I read a Cosmo magazine today; I didn’t mean too, it just kind of happened. Oh the shame. I was sitting in a health centre today waiting to get that cotton ball that got stuck in my ear flushed out, and while I was waiting a headline caught my eye “A New Kind of Date Rape You Must Know About” (which I also managed to find online) from an old September 2007 issue. ‘This looks like a good way to kill the next 5 or so minutes’ I thought to myself as I picked up the magazine and began perusing the article. In retrospect I should have resisted. I thought that by now Cosmo would be a little bit less sexist, but apparently I thought wrong.
Halfway through the first sentence I realized that the author of the article didn’t have a clue what she was talking about, and the content she was spewing out was not only absurd but blatantly misleading and harmful. The article was about “Grey Rape” which was defined as “sex that falls somewhere between consent and denial” and where it is impossible to tell if a woman consented or not. The author, Laura Stepp, uses some real-life experiences to explain “grey rape”.

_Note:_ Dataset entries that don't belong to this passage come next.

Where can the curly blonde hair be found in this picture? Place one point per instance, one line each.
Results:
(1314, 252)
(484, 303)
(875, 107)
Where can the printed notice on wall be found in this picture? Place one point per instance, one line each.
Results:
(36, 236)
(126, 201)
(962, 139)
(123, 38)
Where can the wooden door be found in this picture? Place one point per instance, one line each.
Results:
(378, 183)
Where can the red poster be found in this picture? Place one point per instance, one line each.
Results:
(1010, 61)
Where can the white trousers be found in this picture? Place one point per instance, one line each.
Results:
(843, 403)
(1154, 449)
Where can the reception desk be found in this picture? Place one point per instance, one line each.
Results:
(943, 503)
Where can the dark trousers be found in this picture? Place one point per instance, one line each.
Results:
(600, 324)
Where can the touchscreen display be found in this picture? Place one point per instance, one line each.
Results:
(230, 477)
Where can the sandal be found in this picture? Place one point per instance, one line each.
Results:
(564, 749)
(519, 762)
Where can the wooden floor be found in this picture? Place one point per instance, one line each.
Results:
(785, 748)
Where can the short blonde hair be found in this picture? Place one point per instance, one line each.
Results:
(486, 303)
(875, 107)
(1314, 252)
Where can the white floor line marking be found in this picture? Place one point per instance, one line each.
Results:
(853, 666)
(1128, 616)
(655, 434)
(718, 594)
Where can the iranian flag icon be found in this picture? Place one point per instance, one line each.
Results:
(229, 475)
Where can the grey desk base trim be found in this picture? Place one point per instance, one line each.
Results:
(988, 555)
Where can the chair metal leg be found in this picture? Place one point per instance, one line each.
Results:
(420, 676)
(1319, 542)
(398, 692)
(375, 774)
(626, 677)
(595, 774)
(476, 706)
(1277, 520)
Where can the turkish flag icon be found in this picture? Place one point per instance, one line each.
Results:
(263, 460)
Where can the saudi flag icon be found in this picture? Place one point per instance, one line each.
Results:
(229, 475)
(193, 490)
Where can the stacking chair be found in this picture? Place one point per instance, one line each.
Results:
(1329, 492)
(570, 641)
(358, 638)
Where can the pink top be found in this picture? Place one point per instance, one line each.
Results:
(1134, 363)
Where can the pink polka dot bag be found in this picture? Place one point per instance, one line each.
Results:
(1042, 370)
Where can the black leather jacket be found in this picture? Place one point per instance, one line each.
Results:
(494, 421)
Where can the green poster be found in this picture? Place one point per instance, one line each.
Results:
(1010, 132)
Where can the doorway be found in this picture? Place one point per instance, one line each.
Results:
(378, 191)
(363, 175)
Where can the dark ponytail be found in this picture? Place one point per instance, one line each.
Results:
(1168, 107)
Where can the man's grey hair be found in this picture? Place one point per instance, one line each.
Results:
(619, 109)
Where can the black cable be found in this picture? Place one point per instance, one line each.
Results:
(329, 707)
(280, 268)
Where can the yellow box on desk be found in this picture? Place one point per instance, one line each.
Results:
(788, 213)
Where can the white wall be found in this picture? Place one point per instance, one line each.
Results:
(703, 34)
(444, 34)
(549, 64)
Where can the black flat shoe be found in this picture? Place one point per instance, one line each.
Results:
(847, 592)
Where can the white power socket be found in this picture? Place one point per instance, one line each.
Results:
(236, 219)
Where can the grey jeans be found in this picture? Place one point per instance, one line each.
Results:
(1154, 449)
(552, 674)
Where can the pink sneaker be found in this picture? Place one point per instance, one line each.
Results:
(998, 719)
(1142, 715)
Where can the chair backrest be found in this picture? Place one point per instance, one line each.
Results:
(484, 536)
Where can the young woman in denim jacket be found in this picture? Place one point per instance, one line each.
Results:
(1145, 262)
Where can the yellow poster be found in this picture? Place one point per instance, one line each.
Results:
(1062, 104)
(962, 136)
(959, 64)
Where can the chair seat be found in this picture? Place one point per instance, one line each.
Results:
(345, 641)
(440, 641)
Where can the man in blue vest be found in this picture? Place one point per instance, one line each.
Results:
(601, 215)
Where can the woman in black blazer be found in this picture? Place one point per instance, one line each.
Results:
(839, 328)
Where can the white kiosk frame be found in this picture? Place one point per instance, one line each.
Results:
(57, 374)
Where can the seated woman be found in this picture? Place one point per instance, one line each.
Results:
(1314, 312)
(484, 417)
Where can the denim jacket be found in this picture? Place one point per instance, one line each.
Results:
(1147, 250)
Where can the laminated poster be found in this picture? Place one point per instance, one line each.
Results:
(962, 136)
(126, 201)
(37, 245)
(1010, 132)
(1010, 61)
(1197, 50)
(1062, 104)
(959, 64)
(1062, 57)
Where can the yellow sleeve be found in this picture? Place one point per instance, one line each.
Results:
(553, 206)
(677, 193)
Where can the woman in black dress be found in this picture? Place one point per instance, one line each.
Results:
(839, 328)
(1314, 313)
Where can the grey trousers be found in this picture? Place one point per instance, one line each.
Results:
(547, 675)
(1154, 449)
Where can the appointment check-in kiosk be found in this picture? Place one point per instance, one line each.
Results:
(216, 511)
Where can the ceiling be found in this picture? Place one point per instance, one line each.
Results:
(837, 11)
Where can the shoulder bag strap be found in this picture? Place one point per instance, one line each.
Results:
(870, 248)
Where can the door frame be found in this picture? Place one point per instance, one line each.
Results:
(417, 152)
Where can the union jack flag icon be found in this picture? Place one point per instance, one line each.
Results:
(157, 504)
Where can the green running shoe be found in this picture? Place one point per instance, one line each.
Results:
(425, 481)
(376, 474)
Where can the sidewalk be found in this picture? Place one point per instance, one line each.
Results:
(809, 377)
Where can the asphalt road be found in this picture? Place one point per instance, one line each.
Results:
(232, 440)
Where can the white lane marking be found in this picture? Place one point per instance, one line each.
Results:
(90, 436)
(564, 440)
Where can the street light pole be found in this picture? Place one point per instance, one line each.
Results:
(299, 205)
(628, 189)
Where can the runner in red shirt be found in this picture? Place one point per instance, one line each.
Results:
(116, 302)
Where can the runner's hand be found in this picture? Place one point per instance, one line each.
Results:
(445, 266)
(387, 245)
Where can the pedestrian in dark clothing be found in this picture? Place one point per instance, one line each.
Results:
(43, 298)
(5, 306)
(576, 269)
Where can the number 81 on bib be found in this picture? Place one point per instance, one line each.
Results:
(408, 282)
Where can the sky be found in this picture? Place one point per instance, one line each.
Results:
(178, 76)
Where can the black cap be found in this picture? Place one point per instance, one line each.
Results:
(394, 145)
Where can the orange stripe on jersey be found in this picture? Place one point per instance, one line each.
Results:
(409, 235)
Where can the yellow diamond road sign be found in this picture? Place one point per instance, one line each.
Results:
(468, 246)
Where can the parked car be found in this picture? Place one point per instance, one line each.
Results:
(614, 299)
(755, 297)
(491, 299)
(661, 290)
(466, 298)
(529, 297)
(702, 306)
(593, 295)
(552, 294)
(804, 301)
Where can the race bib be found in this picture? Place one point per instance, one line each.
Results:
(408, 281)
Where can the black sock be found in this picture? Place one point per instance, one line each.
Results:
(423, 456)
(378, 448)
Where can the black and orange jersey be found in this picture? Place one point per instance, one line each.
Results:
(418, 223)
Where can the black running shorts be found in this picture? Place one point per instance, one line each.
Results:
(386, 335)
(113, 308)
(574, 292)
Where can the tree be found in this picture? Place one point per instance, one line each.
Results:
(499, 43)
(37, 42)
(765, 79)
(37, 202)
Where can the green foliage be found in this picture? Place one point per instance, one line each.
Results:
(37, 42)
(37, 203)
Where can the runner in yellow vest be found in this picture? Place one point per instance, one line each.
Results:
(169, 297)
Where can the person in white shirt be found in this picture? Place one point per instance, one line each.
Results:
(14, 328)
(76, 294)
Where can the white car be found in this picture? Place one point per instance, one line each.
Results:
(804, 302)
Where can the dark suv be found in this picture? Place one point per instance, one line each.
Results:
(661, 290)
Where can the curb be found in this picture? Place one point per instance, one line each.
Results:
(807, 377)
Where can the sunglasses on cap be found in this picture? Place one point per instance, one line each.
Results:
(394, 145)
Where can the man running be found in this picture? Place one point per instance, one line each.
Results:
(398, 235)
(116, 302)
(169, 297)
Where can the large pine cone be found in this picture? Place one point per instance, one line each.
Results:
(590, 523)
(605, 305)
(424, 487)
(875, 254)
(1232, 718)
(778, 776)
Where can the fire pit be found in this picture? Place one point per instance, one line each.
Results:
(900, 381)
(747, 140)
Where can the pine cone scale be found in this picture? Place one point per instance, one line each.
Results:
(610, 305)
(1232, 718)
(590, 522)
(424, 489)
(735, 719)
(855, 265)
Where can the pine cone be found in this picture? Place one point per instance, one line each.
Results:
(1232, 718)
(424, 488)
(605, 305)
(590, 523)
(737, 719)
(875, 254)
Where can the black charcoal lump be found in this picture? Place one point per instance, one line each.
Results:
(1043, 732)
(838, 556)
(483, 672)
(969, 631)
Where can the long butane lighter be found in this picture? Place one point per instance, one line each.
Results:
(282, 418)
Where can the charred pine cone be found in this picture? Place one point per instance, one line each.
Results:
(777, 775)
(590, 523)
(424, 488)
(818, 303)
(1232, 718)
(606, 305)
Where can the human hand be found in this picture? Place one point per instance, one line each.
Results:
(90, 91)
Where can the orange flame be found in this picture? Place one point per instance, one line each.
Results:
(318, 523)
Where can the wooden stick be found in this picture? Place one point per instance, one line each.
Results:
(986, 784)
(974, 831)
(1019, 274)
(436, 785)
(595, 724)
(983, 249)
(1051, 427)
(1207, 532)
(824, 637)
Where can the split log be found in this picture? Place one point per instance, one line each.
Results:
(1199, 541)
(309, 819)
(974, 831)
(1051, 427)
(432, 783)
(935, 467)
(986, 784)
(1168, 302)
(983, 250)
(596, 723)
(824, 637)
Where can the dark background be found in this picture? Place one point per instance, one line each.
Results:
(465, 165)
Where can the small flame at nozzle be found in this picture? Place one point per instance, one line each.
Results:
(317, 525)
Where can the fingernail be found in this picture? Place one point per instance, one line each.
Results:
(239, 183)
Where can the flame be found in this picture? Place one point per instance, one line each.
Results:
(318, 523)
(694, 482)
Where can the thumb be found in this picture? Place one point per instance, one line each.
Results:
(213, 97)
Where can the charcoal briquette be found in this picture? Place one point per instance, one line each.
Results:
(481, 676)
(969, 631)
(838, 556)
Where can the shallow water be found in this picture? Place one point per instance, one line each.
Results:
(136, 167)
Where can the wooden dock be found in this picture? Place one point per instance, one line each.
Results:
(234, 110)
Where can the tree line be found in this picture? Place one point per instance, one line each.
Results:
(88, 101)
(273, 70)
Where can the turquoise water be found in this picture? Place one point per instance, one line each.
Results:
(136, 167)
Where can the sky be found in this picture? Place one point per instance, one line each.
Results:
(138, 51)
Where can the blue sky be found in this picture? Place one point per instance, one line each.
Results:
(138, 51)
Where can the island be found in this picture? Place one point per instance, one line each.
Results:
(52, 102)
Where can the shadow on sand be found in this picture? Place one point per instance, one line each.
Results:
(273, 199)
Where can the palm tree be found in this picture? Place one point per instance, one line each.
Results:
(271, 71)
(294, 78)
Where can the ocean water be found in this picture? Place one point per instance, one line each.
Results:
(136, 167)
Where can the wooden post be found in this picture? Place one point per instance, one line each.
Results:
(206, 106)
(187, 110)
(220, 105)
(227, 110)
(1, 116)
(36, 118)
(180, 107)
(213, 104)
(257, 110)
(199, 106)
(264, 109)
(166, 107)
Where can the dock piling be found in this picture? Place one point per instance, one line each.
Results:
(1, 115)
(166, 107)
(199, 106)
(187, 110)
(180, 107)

In one situation a woman was making out with a guy and after telling him straight up that she didn’t want it to proceed to sex, he pushed her down and penetrated her anyway. While the man was penetrating her she repeatedly told him to stop.
In another scenario a woman was pinned down on a bed after inviting a man into her hotel room, and according to the woman, was sexually assaulted and had to struggle to escape.
And in another scenario a women passed out only to awaken to a man on top of her.
According to Laura Stepp what makes these assaults “grey rapes” instead of “rape” is that none of the women were forceful enough in making there objections known. As I finished reading the article I found it difficult to contain my rage as I thought to myself: “That’s not ‘grey rape’ you dickless misogynist pig that’s rape!”
And how could it not? It was clear from the women interviewed in the article that they were forced into sex, each said no, and each one was physically overcome – with the exception of a woman who was unconscious. Now, I’m not a lawyer but, from what I read it sure sounded like "rape" to me, not "sex," not "grey rape", but rape.
Let’s look at it this way. If someone was attempting to murder you, but you blacked out from shock before they repeatedly bludgeoned you, would that be “grey-murder?” Or does this whole grey area only exist when it comes to sexual assault against women? I was under the impression that regardless of whether you’re drunk, already making out, on a date, or whatever, saying “no” means just that. Logic like this “grey rape” just aids in exonerating men from their culpability in violent sexual crimes, as well as perpetuating the kind of silence and denial that helps foster rape and abuse.